Matera celebra Sant’Eustachio: la storia nel videoracconto di Nino Vinciguerra

MATERA 21 maggio 2026 – Il 20 maggio non è una data qualunque per la comunità materana. Ieri la città ha rinnovato il suo profondo legame di fede con Sant’Eustachio, Patrono di Matera, attraverso i solenni riti religiosi e l’offerta della cera con l’accensione della lampada votiva da parte del sindaco. Per l’occasione, Basilicata Media propone un viaggio storico speciale guidato dallo studioso locale Nino Vinciguerra, che ricostruisce le origini di questa secolare devozione.

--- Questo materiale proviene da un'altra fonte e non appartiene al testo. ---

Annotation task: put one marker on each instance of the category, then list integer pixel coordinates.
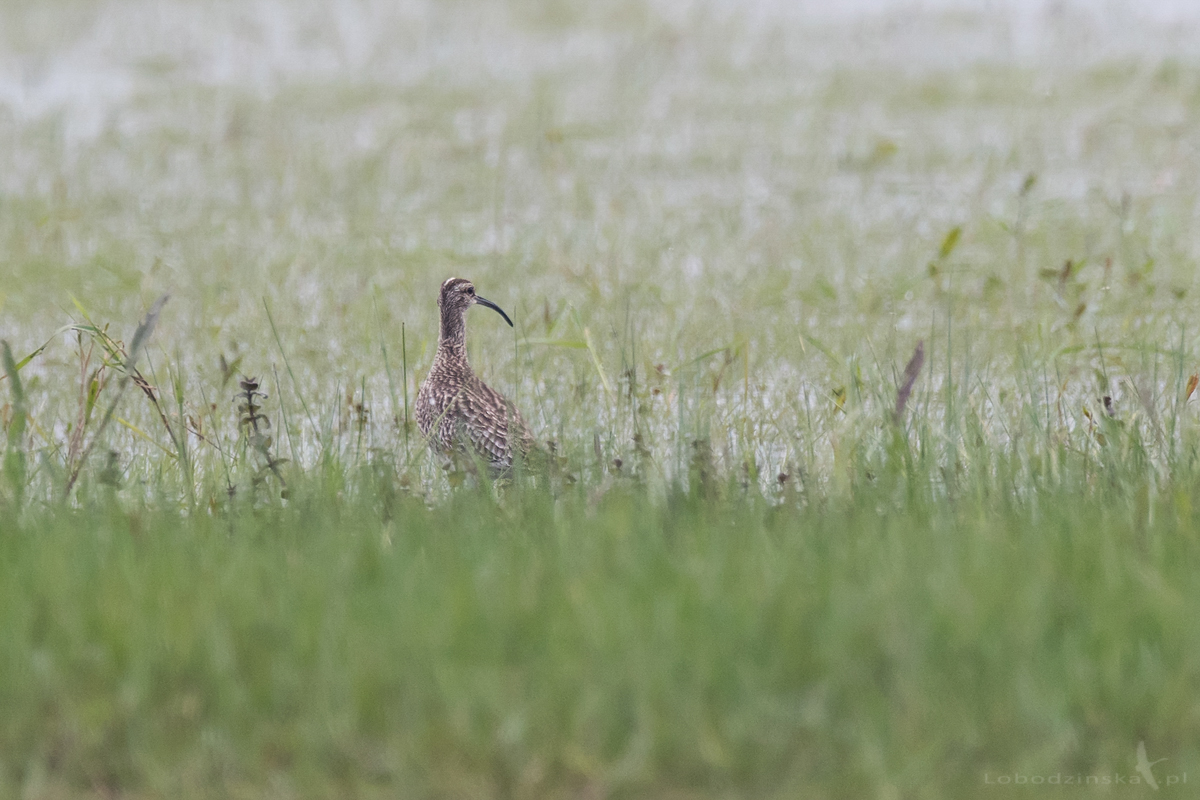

La tradizione popolare fa risalire la nascita di questa festa civica al 20 maggio del 994, giorno in cui la città venne miracolosamente liberata dall’assedio delle truppe saracene grazie all’intercessione del Santo. Da quel momento, l’omaggio della comunità è rimasto immutato nel tempo. Le celebrazioni di ieri hanno vissuto i loro momenti centrali nel pomeriggio, con la traslazione dell’effigie e la processione, per poi concludersi nella basilica cattedrale con la santa messa presieduta da sua eccellenza monsignor Benoni Ambarus.